While this may be a helpful experiment, we can’t burden users with fact-checking, reading more articles, installing browser plugins, and being the clinical pathologist to find the microscopic-level truth of a piece of information. Users want to read the news and go on with their day– not constantly report on substantial flaws in content. If readers could spot fake news enough to report it as trustworthy or not, this would be a very different conversation. It’s not that easy.
Visual Indicators On Facebook, Twitter, And Google
One good visual design indicator includes Facebook’s shift to feature “Related Articles.” So, if you click on a Breitbart article about the White House opioid epidemic convening, you may see related articles on the New York Times. Recent academic research supported that this feature could correct the impact of a post that may include false information by significantly reducing the reader’s misperceptions. While users still may need to click on a link and read another article, the “related articles” list might be a good hint there is more information on this exact headline.
Another example is paid advertisements. These indicators remind us to put on our savvy consumer hats to assess the information. Companies alert users to profit-making posts. We are culturally accustomed to seeing a full spread “Classifieds” section in newspapers. We see “sponsored posts” in gray-on-white text on social feeds. These sponsored flags help us understand the intent.

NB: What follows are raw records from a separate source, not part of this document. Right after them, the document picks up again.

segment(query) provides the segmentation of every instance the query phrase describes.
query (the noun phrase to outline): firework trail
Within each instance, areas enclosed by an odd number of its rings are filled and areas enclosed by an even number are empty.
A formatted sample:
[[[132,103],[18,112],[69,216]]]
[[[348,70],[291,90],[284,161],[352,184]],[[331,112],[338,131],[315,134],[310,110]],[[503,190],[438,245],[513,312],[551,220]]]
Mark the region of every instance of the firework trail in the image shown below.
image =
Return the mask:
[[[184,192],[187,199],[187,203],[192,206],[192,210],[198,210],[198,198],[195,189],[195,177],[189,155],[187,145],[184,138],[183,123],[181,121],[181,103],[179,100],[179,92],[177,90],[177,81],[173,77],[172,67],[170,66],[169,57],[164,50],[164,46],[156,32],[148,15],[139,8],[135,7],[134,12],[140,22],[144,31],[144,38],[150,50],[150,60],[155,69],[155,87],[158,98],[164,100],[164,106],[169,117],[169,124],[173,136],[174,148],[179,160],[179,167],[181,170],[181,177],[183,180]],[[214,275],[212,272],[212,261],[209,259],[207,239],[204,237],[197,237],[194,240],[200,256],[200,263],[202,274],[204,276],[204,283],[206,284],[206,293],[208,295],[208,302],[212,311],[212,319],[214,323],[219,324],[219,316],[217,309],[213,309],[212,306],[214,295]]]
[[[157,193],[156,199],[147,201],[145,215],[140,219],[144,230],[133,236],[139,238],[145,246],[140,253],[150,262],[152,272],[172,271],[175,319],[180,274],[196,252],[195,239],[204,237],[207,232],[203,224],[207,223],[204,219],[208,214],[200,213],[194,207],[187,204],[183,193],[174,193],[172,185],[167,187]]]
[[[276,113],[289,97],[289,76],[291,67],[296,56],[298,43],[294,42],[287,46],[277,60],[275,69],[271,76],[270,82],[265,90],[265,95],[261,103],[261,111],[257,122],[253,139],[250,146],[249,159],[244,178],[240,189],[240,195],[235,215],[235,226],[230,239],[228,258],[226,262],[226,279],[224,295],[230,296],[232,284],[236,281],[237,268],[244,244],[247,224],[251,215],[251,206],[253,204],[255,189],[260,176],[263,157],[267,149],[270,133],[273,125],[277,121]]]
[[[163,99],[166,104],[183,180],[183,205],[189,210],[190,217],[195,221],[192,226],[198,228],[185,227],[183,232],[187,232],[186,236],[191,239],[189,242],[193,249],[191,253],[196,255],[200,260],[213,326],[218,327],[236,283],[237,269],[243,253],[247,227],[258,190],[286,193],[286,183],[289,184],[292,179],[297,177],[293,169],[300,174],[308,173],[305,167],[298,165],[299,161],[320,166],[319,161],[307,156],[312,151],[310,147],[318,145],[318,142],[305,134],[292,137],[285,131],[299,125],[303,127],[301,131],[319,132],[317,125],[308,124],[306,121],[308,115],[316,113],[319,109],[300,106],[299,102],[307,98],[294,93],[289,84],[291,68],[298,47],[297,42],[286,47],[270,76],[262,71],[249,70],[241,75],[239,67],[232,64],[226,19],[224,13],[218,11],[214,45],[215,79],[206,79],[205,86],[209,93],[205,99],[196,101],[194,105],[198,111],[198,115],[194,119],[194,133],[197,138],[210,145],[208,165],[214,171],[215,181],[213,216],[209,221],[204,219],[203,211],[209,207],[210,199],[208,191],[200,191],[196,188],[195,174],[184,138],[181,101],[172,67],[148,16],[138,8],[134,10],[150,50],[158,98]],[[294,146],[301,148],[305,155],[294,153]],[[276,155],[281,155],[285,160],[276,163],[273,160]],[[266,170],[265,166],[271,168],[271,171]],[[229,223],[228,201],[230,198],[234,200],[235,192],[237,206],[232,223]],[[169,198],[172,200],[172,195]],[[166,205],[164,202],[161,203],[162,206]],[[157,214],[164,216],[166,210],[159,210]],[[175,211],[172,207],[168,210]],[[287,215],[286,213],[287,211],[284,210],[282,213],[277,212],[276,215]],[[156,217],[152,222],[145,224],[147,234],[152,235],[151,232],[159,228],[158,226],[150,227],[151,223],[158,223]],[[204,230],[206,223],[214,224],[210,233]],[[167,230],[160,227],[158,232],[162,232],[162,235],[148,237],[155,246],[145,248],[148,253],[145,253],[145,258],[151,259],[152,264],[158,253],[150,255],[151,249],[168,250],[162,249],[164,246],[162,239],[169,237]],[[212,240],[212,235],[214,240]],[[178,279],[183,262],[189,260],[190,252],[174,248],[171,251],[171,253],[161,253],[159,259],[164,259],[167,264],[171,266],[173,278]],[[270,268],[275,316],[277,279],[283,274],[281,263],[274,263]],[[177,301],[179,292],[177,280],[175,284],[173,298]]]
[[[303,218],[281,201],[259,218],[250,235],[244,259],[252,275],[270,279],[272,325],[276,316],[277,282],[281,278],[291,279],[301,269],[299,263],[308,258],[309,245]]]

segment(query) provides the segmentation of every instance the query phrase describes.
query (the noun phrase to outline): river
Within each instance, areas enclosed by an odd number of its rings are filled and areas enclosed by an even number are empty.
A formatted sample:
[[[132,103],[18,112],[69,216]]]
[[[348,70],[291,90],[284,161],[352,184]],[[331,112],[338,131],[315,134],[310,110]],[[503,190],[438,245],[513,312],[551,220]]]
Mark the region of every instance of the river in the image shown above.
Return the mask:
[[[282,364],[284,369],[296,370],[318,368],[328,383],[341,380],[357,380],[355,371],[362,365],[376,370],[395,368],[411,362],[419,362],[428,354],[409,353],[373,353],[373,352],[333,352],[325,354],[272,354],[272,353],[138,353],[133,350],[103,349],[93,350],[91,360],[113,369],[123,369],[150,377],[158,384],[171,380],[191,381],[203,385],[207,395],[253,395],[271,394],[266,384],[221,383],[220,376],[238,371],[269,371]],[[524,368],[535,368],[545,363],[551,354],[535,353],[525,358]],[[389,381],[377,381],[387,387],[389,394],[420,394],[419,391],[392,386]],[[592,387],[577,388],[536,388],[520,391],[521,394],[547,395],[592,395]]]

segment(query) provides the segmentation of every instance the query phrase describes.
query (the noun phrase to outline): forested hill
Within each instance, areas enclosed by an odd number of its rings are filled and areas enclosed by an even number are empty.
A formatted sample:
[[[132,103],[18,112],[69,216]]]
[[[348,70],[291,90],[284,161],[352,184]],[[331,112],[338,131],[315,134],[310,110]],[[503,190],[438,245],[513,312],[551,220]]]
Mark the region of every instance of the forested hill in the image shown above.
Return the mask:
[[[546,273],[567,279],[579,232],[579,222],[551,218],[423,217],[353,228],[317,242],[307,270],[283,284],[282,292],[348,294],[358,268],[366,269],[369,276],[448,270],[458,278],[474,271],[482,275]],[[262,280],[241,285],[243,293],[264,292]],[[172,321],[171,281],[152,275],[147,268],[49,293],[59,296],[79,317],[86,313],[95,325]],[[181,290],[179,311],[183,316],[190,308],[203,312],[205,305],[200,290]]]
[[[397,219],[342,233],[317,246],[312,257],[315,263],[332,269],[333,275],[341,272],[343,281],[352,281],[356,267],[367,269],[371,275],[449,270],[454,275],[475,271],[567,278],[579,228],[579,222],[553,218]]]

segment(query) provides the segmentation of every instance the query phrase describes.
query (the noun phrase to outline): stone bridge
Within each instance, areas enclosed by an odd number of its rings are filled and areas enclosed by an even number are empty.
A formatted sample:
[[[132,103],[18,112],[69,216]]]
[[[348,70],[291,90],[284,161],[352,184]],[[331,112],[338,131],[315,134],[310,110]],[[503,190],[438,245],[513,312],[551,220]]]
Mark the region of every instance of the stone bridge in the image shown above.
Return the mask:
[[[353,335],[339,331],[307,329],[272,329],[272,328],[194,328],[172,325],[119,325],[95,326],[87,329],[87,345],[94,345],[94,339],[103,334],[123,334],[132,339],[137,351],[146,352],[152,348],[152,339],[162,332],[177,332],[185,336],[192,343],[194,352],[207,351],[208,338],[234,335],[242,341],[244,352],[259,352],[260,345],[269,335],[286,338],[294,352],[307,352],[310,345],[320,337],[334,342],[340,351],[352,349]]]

Sniffing out when people are maliciously trying to gain influence and power is a tougher design problem. Twitter has a blue verified badge, granted to “an account of public interest.” That includes celebrities, government officials, journalists, athletes, and artists. Verified badges will not guarantee a person is trustworthy, but it will guarantee it is who they say they are.
Google has design and research teams dedicated to visualizing website security in browsers. The color green and a lock icon signal that something is secure. The color red and a broken lock icon signal that something is not secure. These are easy, accessible visual indicators. But Google goes a step further. Often, we realize when the site is not secure because the red lock icon is prominent and the website goes to a security page that asks if you would like to proceed anyway. One more screen of friction prevents us from going to sites with malicious information.
Information validation must be up front and center and quick to digest. The tech titans of our time say publicly they want to improve information nutrition and reduce the spread of false information. Now is the time to shift our focus to empower users without overwhelming them. Subtle, visual indicators can give users tools to suss out what is real and allow humans to make better judgments on news.
Perhaps Twitter’s request for proposals is the moment we convene voices across the community to discuss, design, and iterate internet health metrics. Proposals are due Friday, April 13. If we hold reporters accountable to stay calm and deliver it straight, then social news feeds should do the same. After all, we’re just humans, trying to read the news.
Stephanie Nguyen is a user experience designer and researcher and was most recently a Digital Service Expert at U.S. Digital Service at the White House. She’s currently a Masters in Public Policy candidate at Harvard Kennedy School and a Gleitsman Fellow for social change at the Center for Public Leadership. @nguyenist.